The case is seen as a bellwether for the tech industry, where a “Fake it till you make it” mentality is common but few entrepreneurs ever face criminal charges for their falsehoods.
“What this trial comes down to is: What is the difference between puffery on the one hand and fraud on the other hand?” Adam Lashinsky, who’s been covering the trial for Business Insider, said during an interview with Marketplace’s David Brancaccio. The following is an edited transcript of their conversation.
David Brancaccio: We’re waiting to see what the jury thinks, but you’re of two minds having sat through all this testimony?
Adam Lashinsky: I am. As I was listening to the closing arguments, my instincts were telling me that she was going to get off because her lawyers had made a pretty compelling case of putting doubt in the jury’s minds — of making them think that she never intended to do things that she’s accused of doing. And then, when all was said and done, as I was reviewing my notes, I said, “Wait a second, the case against her is pretty clear.” And my point here is that if I was that confused in the span of 48 hours or so, I can only imagine how the jury feels right now.
Brancaccio: But you did see things that struck you as falsehoods being uttered by the defendant in this case.
Lashinsky: Oh sure. Whether it was the nature of Theranos’ work with the military or the nature of what Theranos was capable of doing — namely running many, many blood tests on patients that it simply never could do.
Brancaccio: There was this notion at one point that Elizabeth Holmes was saying that some of the stuff that doesn’t seem true that she was telling to some investors was that she wasn’t speaking about the technology at the time — she was talking about its wonderful capabilities if we waited a number of years into the future and it was perfected.
Lashinsky: And that was one of those things that makes me think this trial could go either way. On the one hand, what you just articulated, which was one of her lawyers’ arguments, is preposterous. But when you look at the actual words at trial, there’s a plausible argument to be made that she was doing what all entrepreneurs do, which is saying, “Let me tell you this amazing story about what this company is going to be.”
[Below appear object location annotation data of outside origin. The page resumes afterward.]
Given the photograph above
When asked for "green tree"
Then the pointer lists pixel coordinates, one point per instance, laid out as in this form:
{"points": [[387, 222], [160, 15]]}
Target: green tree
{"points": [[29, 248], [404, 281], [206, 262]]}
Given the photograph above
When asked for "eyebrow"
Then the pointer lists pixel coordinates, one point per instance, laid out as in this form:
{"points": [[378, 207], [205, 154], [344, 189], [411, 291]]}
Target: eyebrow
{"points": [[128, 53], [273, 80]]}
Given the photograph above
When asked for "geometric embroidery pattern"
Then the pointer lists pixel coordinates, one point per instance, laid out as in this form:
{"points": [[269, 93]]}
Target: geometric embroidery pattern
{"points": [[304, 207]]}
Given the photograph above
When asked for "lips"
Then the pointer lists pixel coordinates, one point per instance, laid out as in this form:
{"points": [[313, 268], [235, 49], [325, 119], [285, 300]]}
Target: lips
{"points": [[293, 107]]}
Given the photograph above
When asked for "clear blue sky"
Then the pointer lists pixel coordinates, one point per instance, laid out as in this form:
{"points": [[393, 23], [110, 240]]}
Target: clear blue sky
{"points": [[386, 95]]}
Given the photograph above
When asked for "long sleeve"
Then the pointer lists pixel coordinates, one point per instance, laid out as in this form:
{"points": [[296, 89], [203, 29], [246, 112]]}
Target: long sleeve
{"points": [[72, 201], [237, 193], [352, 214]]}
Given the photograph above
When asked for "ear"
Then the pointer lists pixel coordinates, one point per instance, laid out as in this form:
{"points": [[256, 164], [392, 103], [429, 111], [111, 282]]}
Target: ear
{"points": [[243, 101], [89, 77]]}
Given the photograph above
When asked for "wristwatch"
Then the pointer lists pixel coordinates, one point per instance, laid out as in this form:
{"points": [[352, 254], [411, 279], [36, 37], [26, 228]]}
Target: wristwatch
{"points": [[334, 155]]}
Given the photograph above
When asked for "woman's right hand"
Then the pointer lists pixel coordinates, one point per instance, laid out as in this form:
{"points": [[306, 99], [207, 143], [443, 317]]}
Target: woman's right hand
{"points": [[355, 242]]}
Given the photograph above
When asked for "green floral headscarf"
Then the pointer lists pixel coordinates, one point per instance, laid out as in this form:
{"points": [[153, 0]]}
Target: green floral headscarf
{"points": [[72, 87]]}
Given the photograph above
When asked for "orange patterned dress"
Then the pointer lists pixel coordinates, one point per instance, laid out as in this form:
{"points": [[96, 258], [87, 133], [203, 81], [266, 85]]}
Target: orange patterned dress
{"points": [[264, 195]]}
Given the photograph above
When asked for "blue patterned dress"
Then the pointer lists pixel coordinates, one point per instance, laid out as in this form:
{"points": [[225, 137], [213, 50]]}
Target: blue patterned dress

Brancaccio: And that’s one of the reasons we’ve been paying so much attention to this trial, which is that innovators in America are often built on spinning some wild tales and hoping that it all comes true.
Lashinsky: And what this trial comes down to is: What is the difference between puffery on the one hand and fraud on the other hand? And the reason this case has been so compelling is that this isn’t about building a better app to play Solitaire on your iPhone — this was about testing the blood of patients, and therefore was to be taken far more seriously than some cool tech feature.